Shaun Gladwell Storm Sequence 2000, digital video still, videography: Techa Noble, original soundtrack: Kazumichi Grime, commissioned by Peter Fay, ed. of 4. Both works courtesy the artist and Sherman Galleries, Sydney.

In the early 1990s when I was on the judging panel for the NSW Travelling Art Scholarship, amid the chaos of the entries from a multitude of young artists there were two paintings of precise order that stood out from the pack. They were meticulously painted giant copies of Penguin paperback editions of classic novels. They were by Shaun Gladwell. A decade later. Gladwell is still painting versions of Penguin classics, but now his message is more focussed. His Bipolar Butterfly series show paint bursting in a tangled butterfly pattern from those very same covers, made either of actual books or, in the case of Bi-polar Butterfly: classic scale version, large paintings harking back to his student days.

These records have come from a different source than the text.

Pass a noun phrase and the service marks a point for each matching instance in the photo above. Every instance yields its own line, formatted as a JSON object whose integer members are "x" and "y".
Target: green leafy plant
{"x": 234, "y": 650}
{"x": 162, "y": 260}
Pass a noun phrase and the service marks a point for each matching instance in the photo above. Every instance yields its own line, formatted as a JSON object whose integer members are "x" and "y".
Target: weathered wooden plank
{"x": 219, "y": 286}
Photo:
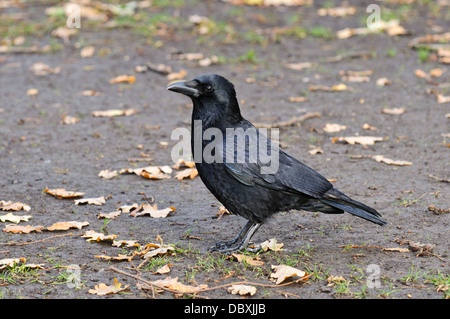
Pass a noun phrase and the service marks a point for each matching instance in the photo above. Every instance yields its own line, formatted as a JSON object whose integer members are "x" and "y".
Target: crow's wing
{"x": 289, "y": 175}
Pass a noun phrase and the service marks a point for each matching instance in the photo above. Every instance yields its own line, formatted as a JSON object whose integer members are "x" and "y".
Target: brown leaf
{"x": 123, "y": 79}
{"x": 363, "y": 140}
{"x": 333, "y": 127}
{"x": 394, "y": 111}
{"x": 94, "y": 236}
{"x": 22, "y": 229}
{"x": 115, "y": 112}
{"x": 9, "y": 205}
{"x": 188, "y": 172}
{"x": 174, "y": 284}
{"x": 253, "y": 261}
{"x": 10, "y": 217}
{"x": 92, "y": 201}
{"x": 67, "y": 225}
{"x": 242, "y": 290}
{"x": 283, "y": 272}
{"x": 62, "y": 193}
{"x": 102, "y": 289}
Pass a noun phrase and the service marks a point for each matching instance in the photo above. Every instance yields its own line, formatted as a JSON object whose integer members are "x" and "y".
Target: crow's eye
{"x": 209, "y": 88}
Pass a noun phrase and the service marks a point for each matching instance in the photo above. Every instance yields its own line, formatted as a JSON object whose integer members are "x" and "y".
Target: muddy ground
{"x": 253, "y": 44}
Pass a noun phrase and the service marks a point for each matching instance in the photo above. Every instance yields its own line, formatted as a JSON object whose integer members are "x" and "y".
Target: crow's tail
{"x": 336, "y": 199}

This diptych however holds a clue, both to this series and to the contrarian sense that colours much of Gladwell's oeuvre. The two titles chosen for the paint treatment are Dostoyevski's The Idiot and Walt Whitman's Leaves of Grass. Both are giants of their respective culture's literature. Both helped formulate their nation's self-image – Dostoyevsky's critical analysis versus Whitman's easily parodied optimism. Yet both are seen as classics of western civilisation.

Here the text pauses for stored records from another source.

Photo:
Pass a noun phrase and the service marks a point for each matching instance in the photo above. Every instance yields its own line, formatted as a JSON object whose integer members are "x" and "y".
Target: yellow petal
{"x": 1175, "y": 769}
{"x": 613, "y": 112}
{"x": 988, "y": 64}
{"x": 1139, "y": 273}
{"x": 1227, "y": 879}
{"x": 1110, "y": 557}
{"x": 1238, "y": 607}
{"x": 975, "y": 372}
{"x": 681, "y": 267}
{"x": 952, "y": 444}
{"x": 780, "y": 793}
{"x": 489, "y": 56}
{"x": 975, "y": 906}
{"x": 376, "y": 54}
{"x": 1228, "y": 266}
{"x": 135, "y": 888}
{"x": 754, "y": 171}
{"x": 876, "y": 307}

Gladwell likes playing with contrasts and absurd commonalities. He made the leap from painter of book covers to fashionable young artist around town with videos of his virtuoso performances on skateboard. The running gag here is water. There is a sense of the melding of surfboard and skateboard, where water is linked with the concrete surface but the eye is constantly drawn to the elegant twisting figure of the artist as he controls his piece of floating curved wood.

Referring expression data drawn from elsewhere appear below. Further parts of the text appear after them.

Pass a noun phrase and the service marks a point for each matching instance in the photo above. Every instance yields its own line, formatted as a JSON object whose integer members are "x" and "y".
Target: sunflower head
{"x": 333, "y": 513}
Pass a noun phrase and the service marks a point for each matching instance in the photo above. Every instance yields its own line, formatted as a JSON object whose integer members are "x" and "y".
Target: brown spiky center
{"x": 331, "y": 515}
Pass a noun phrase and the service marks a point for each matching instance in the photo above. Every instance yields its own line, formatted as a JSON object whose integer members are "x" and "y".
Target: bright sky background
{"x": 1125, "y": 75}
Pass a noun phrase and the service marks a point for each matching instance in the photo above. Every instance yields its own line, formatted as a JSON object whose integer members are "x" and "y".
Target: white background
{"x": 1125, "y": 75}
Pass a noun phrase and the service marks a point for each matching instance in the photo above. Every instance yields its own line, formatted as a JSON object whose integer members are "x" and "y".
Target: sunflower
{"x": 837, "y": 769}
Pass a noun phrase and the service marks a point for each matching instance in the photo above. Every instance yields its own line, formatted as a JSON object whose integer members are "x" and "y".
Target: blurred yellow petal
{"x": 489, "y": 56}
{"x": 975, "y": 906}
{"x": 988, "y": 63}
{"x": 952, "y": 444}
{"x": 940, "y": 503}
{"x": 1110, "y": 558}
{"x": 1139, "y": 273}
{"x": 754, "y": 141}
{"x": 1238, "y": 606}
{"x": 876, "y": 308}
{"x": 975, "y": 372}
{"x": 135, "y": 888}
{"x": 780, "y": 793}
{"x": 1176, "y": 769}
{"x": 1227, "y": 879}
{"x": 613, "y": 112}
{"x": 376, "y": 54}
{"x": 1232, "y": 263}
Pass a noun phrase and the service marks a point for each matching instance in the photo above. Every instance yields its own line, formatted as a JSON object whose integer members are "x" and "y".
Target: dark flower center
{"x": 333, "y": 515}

Shaun Gladwell Bipolar Butterfly: classic scale version 2003, oil, acrylic, enamel, vinyl on canvas 108 x 1 8 0 cm each, diptych.

In Storm Sequence, surely one of the most beautiful videos made in Australia, he twists the viewer's understanding even further. Gladwell the skateboarder elegantly twists and turns on the wet foreshore of a grey ocean beach. The mood is winter rain, almost poetic depression. The artist wears muted tones as he performs his elaborate dance of counterpoint on wheels. This is an urban skateboarder, performing a ritual that belongs to urban youth culture. But then the viewer recognises the beach, and all vision takes a backflip. The subject is readily identified as Coogee Beach, the site of Tom Roberts' and Charles Conder's great celebrations of sunshine and blue sky nationalism. But that was in 1888, a long time ago. Now artists select their compositions by aiming video cameras under cars to capture apparently accidental visions of themselves. Gladwell does this in Planet and Stars sequence which records his performance as a footpath spray painter in a video screened from the bottom of a trolley of the materials used in the video. Next to it hangs the elegant composition created on the footpath. Image and reality blur.

The essentially urban nature of Gladwell's vision is reinforced in Tangara, where he is apparently performing an elaborate routine in an upside down train. Of course the video is shot upside down and Gladwell himself was reversed, moving his feet in rhythm to an imaginary board. The total effect is of a skyboarder, a man suspended in an interurban machine, defying gravity and logic.

For all his interest in the fashionable forms of video and performance, Gladwell has not lost his interest in making objects as art. Enterprise melds the archaic and the modern, the fanciful and the prosaic, the legal drug and the nominally illegal substance. On a classic black coffee table he has placed a glass ashtray (tobacco is still legal) and a magnificently obscure bong made from toy plastic models of the Starship Enterprise from Startrek. Presumably this is so the smoker can 'go where no man has ever gone before'. The contrast could not be more delicious.

As well as visual, Gladwell's work moves to audio, playing with a sound mix made with Wade Marinowski, presented with a computer, using a vacuum cleaner. This all makes sense with the work he has done with the techno rock group, the Avalanches. Avalanches: Electricity Mix counters a deliberately archaic illustrative style against bursts of luminous paint – the artist is again spoofing the world in which he works.